Plenty of people have some kind of public existence, of course, if only enough to get them worried that a prospective employer might Google them and find not only the conferences they've addressed and the public bodies they sit on, but also their wickedly scurrilous blogging alter ego and the pictures of the children dressing the family dog up as Julian Clary. Maybe it's simply a measure of how very un-public indeed you can become when, thanks to the cost of childcare and the obsessive compulsive disorder known as being a writer, it's years since you had a proper job. For whatever reason, though, until 2006 the only people who had opinions about me were people I had actually met, and in return I had opinions about them: it was a two-way relationship.

So it's a small but recurring shock to be confronted with the fact that I and my work are out there, and not only is anyone in the world free to have an opinion of us, but I haven't the faintest idea who they are. Suddenly being known only goes one way: they in a sense 'know' me, without my having any communication with them.
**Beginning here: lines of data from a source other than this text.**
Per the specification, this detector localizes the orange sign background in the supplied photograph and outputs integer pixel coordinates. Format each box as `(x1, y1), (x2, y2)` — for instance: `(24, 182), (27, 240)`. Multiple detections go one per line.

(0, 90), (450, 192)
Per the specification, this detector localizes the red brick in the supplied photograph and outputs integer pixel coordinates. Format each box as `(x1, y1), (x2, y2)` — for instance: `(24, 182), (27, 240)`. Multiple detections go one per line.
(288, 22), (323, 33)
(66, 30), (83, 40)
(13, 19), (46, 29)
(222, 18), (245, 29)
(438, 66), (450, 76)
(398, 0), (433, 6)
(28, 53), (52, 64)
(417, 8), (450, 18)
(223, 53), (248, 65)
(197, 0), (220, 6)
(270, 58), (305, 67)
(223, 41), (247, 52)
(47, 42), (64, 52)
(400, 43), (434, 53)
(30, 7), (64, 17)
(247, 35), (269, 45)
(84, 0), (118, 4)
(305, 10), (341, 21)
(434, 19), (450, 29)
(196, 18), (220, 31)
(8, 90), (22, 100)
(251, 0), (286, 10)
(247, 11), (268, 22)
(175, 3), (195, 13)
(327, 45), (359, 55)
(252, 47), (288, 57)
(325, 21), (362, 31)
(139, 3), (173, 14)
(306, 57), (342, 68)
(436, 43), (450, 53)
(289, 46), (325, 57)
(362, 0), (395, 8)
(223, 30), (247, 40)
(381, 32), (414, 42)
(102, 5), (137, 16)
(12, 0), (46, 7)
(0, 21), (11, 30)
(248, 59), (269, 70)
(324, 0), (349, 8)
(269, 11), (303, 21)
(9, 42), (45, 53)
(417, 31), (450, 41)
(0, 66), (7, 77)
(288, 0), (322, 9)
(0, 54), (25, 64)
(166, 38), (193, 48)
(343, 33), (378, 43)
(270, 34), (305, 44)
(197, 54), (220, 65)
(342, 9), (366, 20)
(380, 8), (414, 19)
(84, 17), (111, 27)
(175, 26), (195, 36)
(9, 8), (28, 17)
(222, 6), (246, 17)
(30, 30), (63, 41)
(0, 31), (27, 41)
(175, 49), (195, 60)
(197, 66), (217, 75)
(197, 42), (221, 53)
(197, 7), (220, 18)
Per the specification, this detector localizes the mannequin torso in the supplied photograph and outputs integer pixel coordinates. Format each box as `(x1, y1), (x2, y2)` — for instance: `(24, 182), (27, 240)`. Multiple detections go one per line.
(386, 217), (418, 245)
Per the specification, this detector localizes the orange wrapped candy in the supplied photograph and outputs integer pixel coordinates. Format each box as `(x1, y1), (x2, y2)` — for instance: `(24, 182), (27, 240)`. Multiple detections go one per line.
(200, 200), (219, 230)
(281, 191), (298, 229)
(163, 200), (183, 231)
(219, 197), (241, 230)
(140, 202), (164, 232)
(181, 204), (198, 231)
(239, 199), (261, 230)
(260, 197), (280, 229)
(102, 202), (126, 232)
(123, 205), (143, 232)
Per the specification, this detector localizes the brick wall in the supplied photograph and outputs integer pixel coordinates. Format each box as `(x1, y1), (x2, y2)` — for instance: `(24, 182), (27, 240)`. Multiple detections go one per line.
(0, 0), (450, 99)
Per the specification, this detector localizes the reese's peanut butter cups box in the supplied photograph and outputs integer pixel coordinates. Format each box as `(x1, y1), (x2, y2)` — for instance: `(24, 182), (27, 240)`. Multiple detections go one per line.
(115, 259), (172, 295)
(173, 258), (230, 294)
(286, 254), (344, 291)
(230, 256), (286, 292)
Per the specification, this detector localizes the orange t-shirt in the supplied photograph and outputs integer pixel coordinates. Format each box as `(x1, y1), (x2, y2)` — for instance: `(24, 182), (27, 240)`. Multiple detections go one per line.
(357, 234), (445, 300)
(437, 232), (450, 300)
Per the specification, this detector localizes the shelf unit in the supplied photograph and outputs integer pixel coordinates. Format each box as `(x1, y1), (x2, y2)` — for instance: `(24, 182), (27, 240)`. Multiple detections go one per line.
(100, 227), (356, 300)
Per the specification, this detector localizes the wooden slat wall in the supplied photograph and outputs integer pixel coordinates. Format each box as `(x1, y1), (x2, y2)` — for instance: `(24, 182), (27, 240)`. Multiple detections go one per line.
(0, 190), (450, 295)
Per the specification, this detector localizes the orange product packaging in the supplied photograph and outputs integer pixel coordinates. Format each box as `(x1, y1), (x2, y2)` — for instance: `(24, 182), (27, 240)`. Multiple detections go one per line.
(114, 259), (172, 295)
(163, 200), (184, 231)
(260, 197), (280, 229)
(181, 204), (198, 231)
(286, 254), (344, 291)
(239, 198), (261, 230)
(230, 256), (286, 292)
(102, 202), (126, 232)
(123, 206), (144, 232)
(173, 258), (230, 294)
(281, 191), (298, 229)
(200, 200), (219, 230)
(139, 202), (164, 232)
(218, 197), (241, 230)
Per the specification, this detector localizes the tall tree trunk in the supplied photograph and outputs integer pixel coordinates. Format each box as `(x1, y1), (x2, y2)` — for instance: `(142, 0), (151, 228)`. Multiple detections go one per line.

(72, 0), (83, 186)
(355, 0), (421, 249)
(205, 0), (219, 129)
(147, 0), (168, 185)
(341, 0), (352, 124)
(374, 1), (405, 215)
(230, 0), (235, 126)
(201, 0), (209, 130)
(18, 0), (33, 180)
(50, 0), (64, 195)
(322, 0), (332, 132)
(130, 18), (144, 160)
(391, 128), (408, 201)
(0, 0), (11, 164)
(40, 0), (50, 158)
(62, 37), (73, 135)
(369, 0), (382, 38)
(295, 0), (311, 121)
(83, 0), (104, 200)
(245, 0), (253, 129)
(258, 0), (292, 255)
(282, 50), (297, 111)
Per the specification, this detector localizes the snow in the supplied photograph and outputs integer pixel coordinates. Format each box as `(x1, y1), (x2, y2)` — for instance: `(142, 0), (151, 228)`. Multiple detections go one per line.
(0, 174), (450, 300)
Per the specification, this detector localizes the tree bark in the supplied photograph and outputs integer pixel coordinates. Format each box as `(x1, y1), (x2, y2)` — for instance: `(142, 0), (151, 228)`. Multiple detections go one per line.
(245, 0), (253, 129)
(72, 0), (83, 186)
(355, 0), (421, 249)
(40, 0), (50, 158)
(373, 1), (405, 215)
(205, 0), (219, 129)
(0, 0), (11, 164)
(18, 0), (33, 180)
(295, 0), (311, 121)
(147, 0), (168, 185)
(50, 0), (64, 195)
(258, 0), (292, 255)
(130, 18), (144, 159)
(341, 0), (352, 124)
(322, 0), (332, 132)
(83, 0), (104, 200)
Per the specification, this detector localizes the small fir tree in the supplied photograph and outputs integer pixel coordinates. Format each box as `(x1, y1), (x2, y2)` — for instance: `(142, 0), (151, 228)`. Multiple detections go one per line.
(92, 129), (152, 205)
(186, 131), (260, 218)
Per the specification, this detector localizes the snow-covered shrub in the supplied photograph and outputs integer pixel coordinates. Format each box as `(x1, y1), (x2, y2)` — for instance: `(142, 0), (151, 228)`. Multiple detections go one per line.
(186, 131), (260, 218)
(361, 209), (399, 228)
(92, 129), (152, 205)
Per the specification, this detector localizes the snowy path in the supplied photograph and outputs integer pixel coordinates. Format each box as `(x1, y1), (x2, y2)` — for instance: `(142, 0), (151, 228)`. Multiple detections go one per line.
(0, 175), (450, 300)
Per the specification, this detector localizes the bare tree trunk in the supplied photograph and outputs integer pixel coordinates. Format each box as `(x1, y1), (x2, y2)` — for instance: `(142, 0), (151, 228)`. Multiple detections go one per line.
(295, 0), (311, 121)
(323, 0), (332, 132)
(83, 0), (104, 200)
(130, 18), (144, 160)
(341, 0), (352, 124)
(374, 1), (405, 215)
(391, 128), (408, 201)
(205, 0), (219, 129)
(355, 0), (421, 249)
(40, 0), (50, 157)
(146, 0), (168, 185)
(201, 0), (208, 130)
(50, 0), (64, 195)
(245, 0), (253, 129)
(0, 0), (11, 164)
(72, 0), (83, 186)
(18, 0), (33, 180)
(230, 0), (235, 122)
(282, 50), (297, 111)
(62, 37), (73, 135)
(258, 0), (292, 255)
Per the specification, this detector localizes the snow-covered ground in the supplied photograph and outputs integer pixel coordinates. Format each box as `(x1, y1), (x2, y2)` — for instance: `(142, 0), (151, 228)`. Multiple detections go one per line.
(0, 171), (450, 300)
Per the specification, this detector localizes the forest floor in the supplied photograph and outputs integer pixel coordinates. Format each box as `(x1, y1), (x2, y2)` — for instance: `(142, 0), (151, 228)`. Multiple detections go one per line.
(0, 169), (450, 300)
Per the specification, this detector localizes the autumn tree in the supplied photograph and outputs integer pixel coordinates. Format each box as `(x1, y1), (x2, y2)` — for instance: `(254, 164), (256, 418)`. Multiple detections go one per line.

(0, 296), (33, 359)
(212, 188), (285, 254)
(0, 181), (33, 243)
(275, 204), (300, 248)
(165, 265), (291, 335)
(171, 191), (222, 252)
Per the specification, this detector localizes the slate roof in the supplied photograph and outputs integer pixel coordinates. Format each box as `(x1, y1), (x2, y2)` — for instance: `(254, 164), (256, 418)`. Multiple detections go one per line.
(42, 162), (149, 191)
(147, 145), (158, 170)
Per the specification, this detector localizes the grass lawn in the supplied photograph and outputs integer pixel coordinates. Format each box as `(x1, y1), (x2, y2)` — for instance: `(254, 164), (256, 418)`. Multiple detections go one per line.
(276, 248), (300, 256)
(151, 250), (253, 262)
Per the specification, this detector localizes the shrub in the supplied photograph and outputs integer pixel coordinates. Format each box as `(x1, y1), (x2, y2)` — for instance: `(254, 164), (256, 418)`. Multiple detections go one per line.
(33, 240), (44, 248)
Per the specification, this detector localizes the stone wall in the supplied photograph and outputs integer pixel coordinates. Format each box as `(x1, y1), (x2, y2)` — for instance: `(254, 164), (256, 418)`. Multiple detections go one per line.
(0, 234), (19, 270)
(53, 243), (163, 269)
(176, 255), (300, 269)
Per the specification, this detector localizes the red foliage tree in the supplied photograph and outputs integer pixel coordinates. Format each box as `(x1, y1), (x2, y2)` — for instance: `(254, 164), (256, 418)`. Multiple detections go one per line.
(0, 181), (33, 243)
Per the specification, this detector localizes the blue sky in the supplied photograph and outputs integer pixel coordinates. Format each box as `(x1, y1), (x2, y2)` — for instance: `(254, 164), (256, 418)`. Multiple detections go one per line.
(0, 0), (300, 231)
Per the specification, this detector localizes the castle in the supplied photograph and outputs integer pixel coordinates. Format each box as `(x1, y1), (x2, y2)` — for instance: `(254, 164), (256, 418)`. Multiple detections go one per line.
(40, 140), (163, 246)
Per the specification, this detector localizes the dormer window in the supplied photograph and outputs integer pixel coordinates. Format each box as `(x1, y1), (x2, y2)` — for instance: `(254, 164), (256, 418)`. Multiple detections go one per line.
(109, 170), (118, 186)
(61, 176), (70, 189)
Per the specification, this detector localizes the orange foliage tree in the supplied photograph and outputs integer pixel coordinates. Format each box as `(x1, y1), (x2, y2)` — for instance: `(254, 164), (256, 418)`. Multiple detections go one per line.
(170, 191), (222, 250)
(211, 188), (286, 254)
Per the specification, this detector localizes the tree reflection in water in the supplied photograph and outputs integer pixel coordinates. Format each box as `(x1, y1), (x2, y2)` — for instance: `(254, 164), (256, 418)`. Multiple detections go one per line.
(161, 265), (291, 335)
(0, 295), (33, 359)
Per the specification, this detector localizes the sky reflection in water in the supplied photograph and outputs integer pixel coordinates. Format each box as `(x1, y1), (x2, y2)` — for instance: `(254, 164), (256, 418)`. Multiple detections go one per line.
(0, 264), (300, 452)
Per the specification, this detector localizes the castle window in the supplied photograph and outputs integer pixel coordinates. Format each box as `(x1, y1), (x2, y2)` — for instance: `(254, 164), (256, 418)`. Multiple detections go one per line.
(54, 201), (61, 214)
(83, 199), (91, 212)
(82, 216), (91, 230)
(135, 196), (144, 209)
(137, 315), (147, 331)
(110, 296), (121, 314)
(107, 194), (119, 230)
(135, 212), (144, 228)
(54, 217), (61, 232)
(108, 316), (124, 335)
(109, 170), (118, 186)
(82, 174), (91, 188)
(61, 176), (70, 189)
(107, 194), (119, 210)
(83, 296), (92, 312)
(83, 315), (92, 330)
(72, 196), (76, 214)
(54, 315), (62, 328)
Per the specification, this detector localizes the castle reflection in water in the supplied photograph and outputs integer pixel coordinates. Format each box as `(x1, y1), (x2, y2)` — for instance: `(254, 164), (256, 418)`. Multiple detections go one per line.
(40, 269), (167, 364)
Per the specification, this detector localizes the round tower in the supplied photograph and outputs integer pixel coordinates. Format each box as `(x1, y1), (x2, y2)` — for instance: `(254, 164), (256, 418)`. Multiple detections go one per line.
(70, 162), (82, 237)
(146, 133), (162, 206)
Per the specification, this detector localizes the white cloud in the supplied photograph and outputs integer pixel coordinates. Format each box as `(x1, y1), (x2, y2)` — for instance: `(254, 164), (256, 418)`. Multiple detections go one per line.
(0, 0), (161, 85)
Sometimes it's nice, of course: I've had some wonderful emails through my website from people whom The Mathematics of Love spoke to in some particular way, and some old friends who wouldn't have got back in touch if they hadn't stumbled across me online. (There have been some oddities, too: why on earth should I sign someone's copy of The Origin of Species?). In fact, apart from the occasional nasty comment about my work deep in the blogosphere, I do realise that so far I've got no cause to object. It's simply that it's like standing out in the High Street after years of being ensconced invisibly under the duvet back home.

This thought's been prompted by the approaching date of the first reading that I've given in a while. (Monday 10th March, 8pm at The Stoke Newington Bookshop, London N16, if you're interested. How to get there is here. I'll be reading from The Mathematics of Love, and also giving A Secret Alchemy its first public outing.) I can see what I've said above sounds as if I hate doing readings but actually I love them: some wonderful writers find them terrifying, but for me it's definitely the good side of the public world. I like bookshops, for a start, and booky people: anyone who makes, buys, sells, reads, writes, edits, curates or librarians them is okay by me. And the Drama graduate in me is interested in the technical as well as the creative side of performing. But in the end it's that the communication travels both ways, instantly, that's the real pleasure. Normally writers don't see their words being heard, just know (you hope) that they are from the sales figures, the PLR returns, the LibraryThing listings, the Amazon rankings. (Well, what else do you think we do when we're procrastinating?). Again, it's a one-way thing: this is where readers leave their traces, but in the human sense they're a dead end.

So to stand up there and say what I think and project what I wrote and feel it in that instant reach an audience, know in that instant it's heard, is a joy. I hope you can come: it would be lovely to see you.